Friday, August 12, 2011

Cloud reader update

The Kindle Cloud Reader post is updated.

PC makers demand more Intel cash to build $999 ultrabooks

PC makers demand more Intel cash to build $999 ultrabooks, article.

So Apple is now not only making the coolest computers and devices, but they are also selling them cheaper than the bamboo brands can manage! What a brave and remarkable new world it is.

Stephen points to this upcoming netbook from Asus. Two hunnert bucks is pretty amazing. It looks like in a few years they'll be *paying* us to use technology!

Thursday, August 11, 2011

An iPad success story

An iPad success story, article.
I brought my 3G-equipped iPad, searched for home-design apps, found a few decent-looking ones, bought Home 3D, figured out how to use it, and started recreating my mother’s new floor plan. All from the car, in the middle of nowhere in upstate New York.

I've long been amazed at so many apps which are great on the iPad and which could have been made for desktop/laptop systems, but never were! And probably never will be. This is a very interesting phenomenon, it shows us that if we think of a tablet as just a laptop handicapped by no keyboard, we have enormously limited understanding of it. But the fact that it is taking everybody this much time to start getting used to understanding the power of the tablet, particularly the iPad, shows us that the issue is quite complex. I think that ten years from now, we will still be surprised by the power and the uses of tablets. Maybe even twenty.

Lion, king of the nannies

As I've said, I'm not very happy about Lion, Apple's newest desktop OS. My main reason is that the loss of the translation-ware Rosetta, by cutting off legacy software, will disrupt huge swaths of my daily routines, forcing me to get new software I didn't want, learn to use it, and try to get around or accept new limitations.

But it more and more turns out that there are other reasons for unhappiness with Lion. See for example Ted Landau's My Way Or The Highway article, or Matt Neuburg's Lion Is A Quitter article. Both articles talk about "nanny-state" behavior by Lion: it removes control from the user in problematic ways, and much worse, there are usually no way to revert this behavior to fit users who know what they are doing.

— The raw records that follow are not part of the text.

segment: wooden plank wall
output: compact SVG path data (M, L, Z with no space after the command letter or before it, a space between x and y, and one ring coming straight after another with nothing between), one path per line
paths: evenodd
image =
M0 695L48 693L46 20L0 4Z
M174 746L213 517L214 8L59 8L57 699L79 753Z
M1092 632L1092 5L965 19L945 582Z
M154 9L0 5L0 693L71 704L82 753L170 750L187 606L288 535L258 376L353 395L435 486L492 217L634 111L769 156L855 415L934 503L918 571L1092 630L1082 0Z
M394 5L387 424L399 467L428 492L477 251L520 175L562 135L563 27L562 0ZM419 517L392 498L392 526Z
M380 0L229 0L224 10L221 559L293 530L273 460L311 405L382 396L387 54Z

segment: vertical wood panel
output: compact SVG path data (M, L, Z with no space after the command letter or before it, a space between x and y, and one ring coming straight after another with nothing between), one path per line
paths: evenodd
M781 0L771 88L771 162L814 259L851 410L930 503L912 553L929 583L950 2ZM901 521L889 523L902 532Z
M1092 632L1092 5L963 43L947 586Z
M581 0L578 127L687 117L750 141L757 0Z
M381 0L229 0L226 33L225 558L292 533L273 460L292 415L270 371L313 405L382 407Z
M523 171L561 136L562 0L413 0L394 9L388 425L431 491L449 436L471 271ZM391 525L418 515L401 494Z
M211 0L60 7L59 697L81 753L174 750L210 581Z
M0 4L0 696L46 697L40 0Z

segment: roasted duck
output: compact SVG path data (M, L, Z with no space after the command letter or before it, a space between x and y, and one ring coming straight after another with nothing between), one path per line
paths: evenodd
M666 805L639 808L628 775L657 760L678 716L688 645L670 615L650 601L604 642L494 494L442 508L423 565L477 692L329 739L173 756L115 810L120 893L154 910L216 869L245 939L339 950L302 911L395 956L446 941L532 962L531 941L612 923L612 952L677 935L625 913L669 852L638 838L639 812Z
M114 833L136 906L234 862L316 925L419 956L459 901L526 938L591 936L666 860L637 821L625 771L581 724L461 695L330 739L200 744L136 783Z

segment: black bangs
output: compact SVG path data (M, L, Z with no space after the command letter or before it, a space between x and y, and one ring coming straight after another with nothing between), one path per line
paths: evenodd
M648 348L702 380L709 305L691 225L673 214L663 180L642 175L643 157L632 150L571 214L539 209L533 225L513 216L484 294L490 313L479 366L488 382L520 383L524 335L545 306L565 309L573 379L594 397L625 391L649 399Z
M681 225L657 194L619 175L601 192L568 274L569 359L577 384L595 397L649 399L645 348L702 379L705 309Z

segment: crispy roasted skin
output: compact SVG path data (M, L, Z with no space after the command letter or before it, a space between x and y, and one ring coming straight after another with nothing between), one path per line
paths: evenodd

This is a very unfortunate trend towards the traditional Microsoft attitude, that the computer knows better than the user. Apple has always had much less of that attitude, and until new we have been proud and grateful for that.

(Updated) Amazon Releases Browser-Based Kindle Cloud Reader

Update: if you choose to make an icon of the app on your home screen (it can be moved to a folder of course), when clicked, it behaves just like any other iPad app! There is no evidence that it's using the Safari web engine (which all apps have access to), and the browser menu bars are gone. This is pretty amazing, it's a perfect solution to companies who want to sell content through their app without paying the 30% commission to Apple. I don't know if it can work for games and such, but for ebooks and magazines I don't see why anybody would not do this, if they can get the web app made (I don't know how tough or expensive that is). The only hitch of course is that you have to find your own customers! If you don't have a lot of those, perhaps Apple's commission is worth it, after all 70% of something is better than 100% of nothing. This will be especially relevant after iOS 5 is released (early in September they say), with the new magazine/paper shop.


Amazon Releases Browser-Based Kindle Cloud Reader, post.

It's not only a pretty good idea in general, it's also a finger raised to Apple: "See this? We can have an app with a built-in store, and your rules don't apply, because it's in a web browser. Hee-hee, yaw mama!"

It's worth noting that the 30%-to-Apple rule was there from the start, and web apps were Apple's original vision for iPhone apps, indeed they had to be pushed quite hard to allow anybody to build native apps. Here's an interesting commentary on that.

I still think that everybody would swallow the lemonade a lot easier if Apple had kept the commission on sales via iOS apps to 15% instead of 30. Thirty percent just seems greedy, and unless you have an exceptional profit margin, it makes it hardly worth it to sell anything via iOS.

Cloudreader on Safari on Mac. It's just the same on the iPad, good programming. 

I guess my one complaint about the app is, still and again, that the steps between the choices of text sizes are much, much too crude. Just six steps between incredibly tiny and read-across-the-room huge.  In my view, there should be at least twice as many steps, or better yet, just stepless. This is true for many apps, including iBooks. I really don't get it, do they think that the readers are so stupid that more than a handful of text sizes to choose from will confuse them? It's weird.